1.3. Poesia e Filosofia

1.3.2. Fenomenologia da verdade

Numa afirmação demasiado simplista mas significativa, poderíamos dizer que a poesia dá à verdade filosófica a certeza de ser verdade e que a filosofia dá à certeza poética o alcance universal da verdade. Ao “mas” da experiência pessoal que retira à lógica filosófica a aceitação universal, a poesia dá uma forma que se adapta à necessidade de verdade de cada um; ao “ser ou não ser” da verdade filosófica que procura relativizar o sentimento poético, a filosofia dá conteúdo existencial que prende cada homem à procura da verdade. Em resumo: a fenomenologia da verdade pode situar-se medularmente na busca da certeza.
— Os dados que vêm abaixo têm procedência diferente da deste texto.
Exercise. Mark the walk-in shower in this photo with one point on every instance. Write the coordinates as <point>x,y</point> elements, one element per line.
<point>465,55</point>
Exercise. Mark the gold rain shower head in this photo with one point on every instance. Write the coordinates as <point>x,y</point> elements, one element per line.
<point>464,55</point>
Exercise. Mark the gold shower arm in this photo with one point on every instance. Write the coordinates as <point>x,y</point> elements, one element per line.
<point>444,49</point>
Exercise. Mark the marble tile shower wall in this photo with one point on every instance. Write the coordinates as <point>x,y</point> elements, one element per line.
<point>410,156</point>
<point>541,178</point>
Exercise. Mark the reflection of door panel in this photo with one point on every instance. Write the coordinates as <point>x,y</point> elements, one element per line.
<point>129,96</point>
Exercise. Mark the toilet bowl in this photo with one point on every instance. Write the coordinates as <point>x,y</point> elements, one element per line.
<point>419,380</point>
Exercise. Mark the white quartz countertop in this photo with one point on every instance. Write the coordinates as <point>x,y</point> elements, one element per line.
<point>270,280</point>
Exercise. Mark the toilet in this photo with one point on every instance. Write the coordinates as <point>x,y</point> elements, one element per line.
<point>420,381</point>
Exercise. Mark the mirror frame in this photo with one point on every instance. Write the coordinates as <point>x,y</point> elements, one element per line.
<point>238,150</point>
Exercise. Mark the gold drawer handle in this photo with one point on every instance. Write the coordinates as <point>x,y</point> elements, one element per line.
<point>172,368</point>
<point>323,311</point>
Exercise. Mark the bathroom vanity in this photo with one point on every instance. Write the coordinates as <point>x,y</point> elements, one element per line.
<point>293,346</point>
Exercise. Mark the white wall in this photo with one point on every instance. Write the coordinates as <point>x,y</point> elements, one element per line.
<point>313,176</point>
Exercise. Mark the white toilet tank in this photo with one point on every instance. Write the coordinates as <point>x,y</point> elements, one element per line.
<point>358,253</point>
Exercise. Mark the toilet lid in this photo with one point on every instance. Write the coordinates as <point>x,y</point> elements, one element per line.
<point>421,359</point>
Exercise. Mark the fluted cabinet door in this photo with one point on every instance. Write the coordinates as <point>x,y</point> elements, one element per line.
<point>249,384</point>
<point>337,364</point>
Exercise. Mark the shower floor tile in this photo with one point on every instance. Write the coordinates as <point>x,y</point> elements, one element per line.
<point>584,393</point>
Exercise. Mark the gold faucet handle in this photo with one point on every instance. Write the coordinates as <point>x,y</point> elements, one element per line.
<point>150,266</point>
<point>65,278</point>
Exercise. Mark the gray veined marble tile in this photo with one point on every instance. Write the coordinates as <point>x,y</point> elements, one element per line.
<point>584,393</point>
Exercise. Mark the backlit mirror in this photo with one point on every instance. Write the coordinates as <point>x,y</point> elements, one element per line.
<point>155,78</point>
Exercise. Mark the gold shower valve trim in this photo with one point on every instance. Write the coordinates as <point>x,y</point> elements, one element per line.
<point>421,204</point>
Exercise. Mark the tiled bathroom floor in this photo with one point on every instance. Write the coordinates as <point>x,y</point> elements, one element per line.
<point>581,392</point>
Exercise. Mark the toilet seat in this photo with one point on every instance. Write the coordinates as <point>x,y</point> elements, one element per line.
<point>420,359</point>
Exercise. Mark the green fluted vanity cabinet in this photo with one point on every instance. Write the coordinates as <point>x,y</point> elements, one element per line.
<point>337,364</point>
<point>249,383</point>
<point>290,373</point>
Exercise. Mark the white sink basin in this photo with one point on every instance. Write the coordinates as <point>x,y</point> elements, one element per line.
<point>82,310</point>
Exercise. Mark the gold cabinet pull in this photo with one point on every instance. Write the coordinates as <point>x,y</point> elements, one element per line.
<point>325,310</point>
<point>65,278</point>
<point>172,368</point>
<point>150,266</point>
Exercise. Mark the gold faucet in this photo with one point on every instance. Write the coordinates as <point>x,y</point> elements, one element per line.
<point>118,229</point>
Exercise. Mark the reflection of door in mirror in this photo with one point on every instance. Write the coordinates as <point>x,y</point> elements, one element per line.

Já vimos que o critério comum na apreciação da arte é o da adesão através de uma vontade enorme de gostar de ter sido o seu autor, fora a admiração pela habilidade do ‘bem dito’, ‘bem feito’, etc., com que expressamos no mais imediato o contacto com uma forma de expressão artística; e o critério mais imediato para aceitarmos a verdade de uma sentença ou explicação é o de ‘tem lógica’, ‘está claro’. Nos dois casos parece que há uma constatação pelo menos inicial de evidência de que as coisas não poderiam ser feitas ou ditas de outro modo. E, então, até uma pintura poderá ‘ter a sua lógica’ e um raciocínio poderá ‘ser bem dito’ ou 'belamente ordenado'.

Se seguíssemos Aristóteles, não poderíamos pensar na verdade de uma qualquer forma de arte: só as proposições das frases enunciativas conteriam verdades e dariam conhecimento; a retórica e a poética teriam só

173 DERRIDA –Margens da Filosofia, 413-414.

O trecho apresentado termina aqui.